Kelly Dignan and her children Michael, 16, and Meghann, 14, walk a trail near their home in Littleton, Colo. Kelly Dignan asks each of her two teens to plan a summertime outdoor activity the family can enjoy.
Ed Andrieski, Associated Press
It's a familiar refrain in homes with teenagers: "Shut off that television, get outside and get some exercise!"
But parents, here's the bad news: If you want your teens to exercise, you need to get out there with them and show how it's done.
"Parents have an incredible, powerful ability to model behavior," says Daniel Kirschenbaum, a professor at Northwestern University Medical School in Chicago and clinical director of Wellspring, which provides treatment services for overweight youths and adults at several U.S. locations.
"You are your own best ally," he says.
Besides being active, parents may need to get creative. And tough. Experts offer a variety of strategies for getting teenagers out for some fresh air.
"Sometimes you have to be a little subtle," says Robyn Spitzman, co-author with Evelyn Sacks of "Eat, Nap, Play" (Health Communications, 2009). Even the word "exercise" can induce adolescent eye-rolling, so substitute that word with "adventure," Sacks says.

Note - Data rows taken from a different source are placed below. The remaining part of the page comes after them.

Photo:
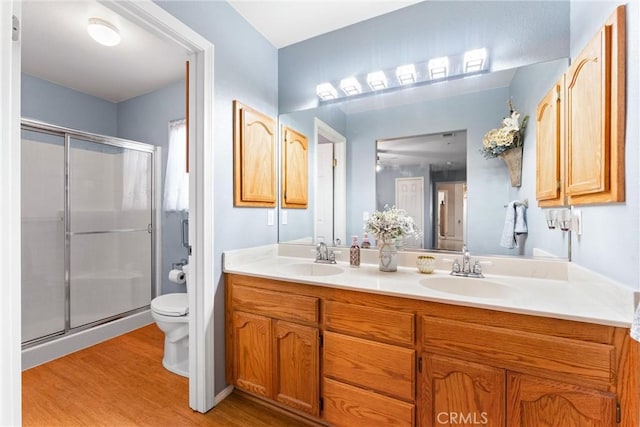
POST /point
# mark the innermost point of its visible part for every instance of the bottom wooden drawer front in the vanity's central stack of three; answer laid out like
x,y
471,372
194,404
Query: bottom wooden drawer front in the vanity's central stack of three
x,y
350,406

Or less subtle: Kirschenbaum advises making outdoor family time mandatory, and tying it to allowances.
"It's another thing they have to do, like make their beds," he says. "I'd encourage families to do that — make movement a part of what's required."

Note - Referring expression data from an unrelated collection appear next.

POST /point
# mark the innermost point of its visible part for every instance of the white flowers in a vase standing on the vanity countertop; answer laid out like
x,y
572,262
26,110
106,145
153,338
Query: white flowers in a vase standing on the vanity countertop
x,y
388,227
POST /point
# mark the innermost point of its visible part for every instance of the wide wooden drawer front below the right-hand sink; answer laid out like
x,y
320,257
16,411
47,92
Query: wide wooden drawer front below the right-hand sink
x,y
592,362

The problem is often one of wresting teens away from screens and phones. Teenagers up to age 18 are exposed to nearly 11 hours of media in a typical day, according to a January report by the Kaiser Family Foundation, which several years ago noted high rates of media exposure as a contributing factor to childhood obesity.
Todd Christopher, author of "The Green Hour: A Daily Dose of Nature for Happier, Healthier, Smarter Kids" (Trumpeter Books, 2010), notes that teenagers often use more than one form of media at a time: They may text while watching TV or talk on the phone while using the computer.
Making media part of an interaction with nature can help get teens' attention, he says, citing treasure hunts as an example — either devised by neighborhood parents, or by geocaching and letterboxing. In letterboxing, teens download clues off Internet sites. Geocaching is a higher-tech form of hide and seek, requiring a GPS into which teens can punch the coordinates of hidden treasure.
Both activities are "a pretense to get outside and have these adventures," says Christopher.